Five coaches have led BYU in postseason bowl games: Tommy Hudspeth, LaVell Edwards, Gary Crowton, Bronco Mendenhall, and Kalani Sitake. Four of those coaches also won conference championships: Hudspeth captured one and Edwards 18 as a member of the Western Athletic Conference; and Edwards and Crowton captured one and Mendenhall two as a member of the Mountain West Conference.

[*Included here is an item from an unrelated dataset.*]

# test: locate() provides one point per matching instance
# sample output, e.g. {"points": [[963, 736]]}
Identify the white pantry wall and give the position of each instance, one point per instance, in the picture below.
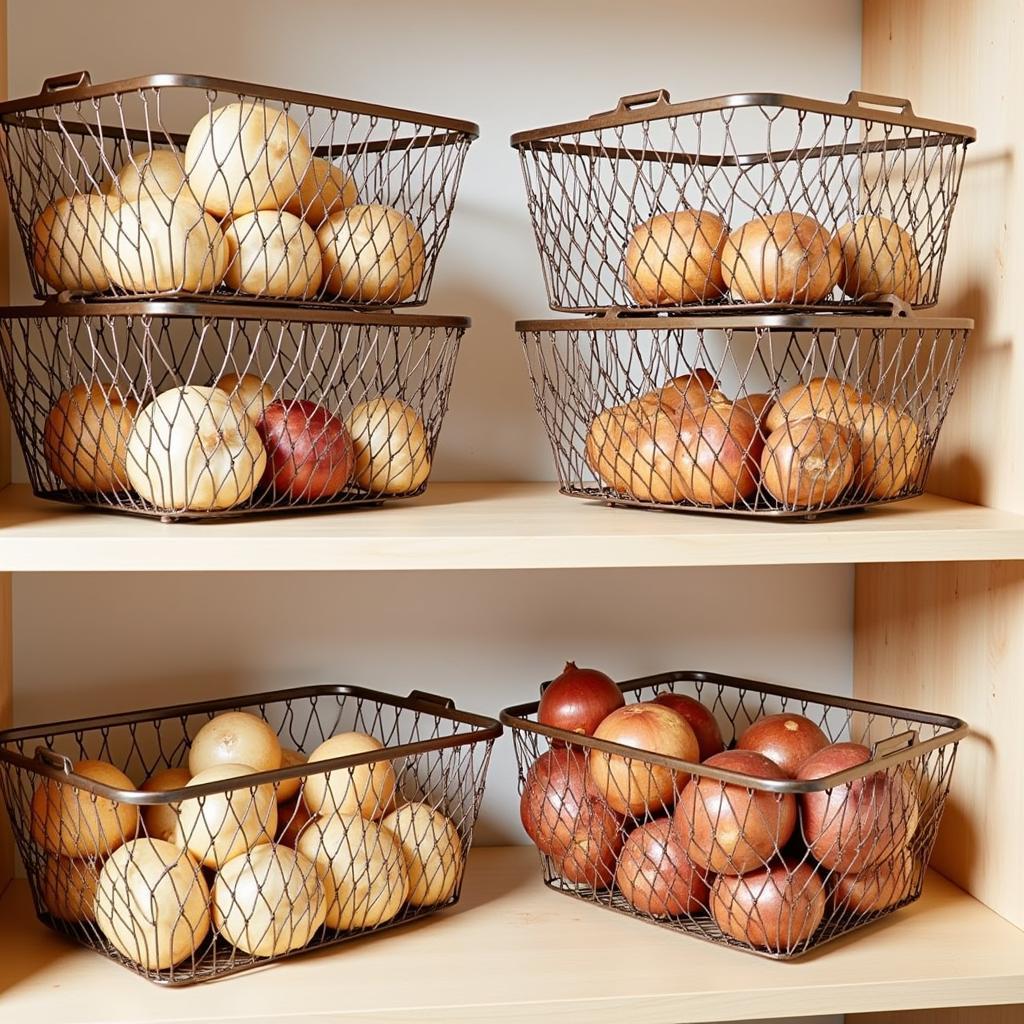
{"points": [[93, 643]]}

Edwards is the leader in seasons coached, games won, and winning percentage, with 257 victories (0.716 winning percentage) during his 29 years with the program. Hal Mitchell has the lowest winning percentage of those who have coached more than one game, with 0.267. Of the 14 different head coaches who have led the Cougars, Edwards has been inducted into the College Football Hall of Fame.

== Key ==

Key to symbols in coaches list
| General |  | Overall |  | Conference |  | Postseason |  |
|---|---|---|---|---|---|---|---|
| No. | Order of coaches | GC | Games coached | CW | Conference wins | PW | Postseason wins |
| DC | Division championships | OW | Overall wins | CL | Conference losses | PL | Postseason losses |
| CC | Conference championships | OL | Overall losses | CT | Conference ties | PT | Postseason ties |
| NC | National championships | OT | Overall ties | C% | Conference winning percentage |  |  |
| † | Elected to the College Football Hall of Fame | O% | Overall winning percentage |  |  |  |  |

== Coaches ==

List of head football coaches showing season(s) coached, overall records, conference records, postseason records, championships and selected awards
No.: Name; Season(s); GC; OW; OL; OT; O%; CW; CL; CT; C%; PW; PL; PT; CC; NC
1: Alvin Twitchell; 1922–1924; 19; 5; 13; 1; 0.289; 3; 13; 1; 0.206; 0; 0; 0; 0; 0
2: Charles J. Hart; 1925–1927; 20; 6; 12; 2; 0.350; 6; 11; 1; 0.361; 0; 0; 0; 0; 0
3: G. Ott Romney; 1928–1936; 81; 44; 31; 6; 0.580; 31; 26; 2; 0.542; 0; 0; 0; 0; 0
4 & 6: Eddie Kimball; 1937–1941 1946–1948; 74; 34; 32; 8; 0.514; 20; 20; 7; 0.500; 0; 0; 0; 0; 0
5: Floyd Millet; 1942; 7; 2; 5; 0; 0.286; 1; 4; 0; 0.200; 0; 0; 0; 0; 0
7: Chick Atkinson; 1949–1955; 70; 18; 49; 3; 0.279; 8; 33; 3; 0.216; 0; 0; 0; 0; 0
8: Hal Kopp; 1956–1958; 30; 13; 14; 3; 0.483; 11; 8; 2; 0.571; 0; 0; 0; 0; 0
9: Tally Stevens; 1959–1960; 21; 6; 15; 0; 0.286; 4; 10; 0; 0.286; 0; 0; 0; 0; 0
10: Hal Mitchell; 1961–1963; 30; 8; 22; 0; 0.267; 4; 10; 0; 0.286; 0; 0; 0; 0; 0
11: Tommy Hudspeth; 1964–1971; 82; 39; 42; 1; 0.482; 19; 27; 0; 0.413; 0; 0; 0; 1; 0
12: LaVell Edwards^{†}; 1972–2000; 361; 257; 101; 3; 0.716; 175; 42; 2; 0.804; 7; 14; 1; 19; 1
13: Gary Crowton; 2001–2004; 49; 26; 23; —; 0.531; 16; 12; —; 0.571; 0; 1; —; 1; 0
14: Bronco Mendenhall; 2005–2015; 142; 99; 43; —; 0.697; 39; 9; —; 0.813; 6; 5; —; 2; 0
15: Kalani Sitake; 2016–present; 129; 84; 45; —; 0.651; 17; 10; —; 0.630; 6; 2; —; 0; 0

==Awards==
LaVell Edwards was awarded the Bobby Dodd Coach of the Year Award (1979), the AFCA Coach of the Year (1984), the Eddie Robinson Coach of the Year (1984), and the Amos Alonzo Stagg Award (2003).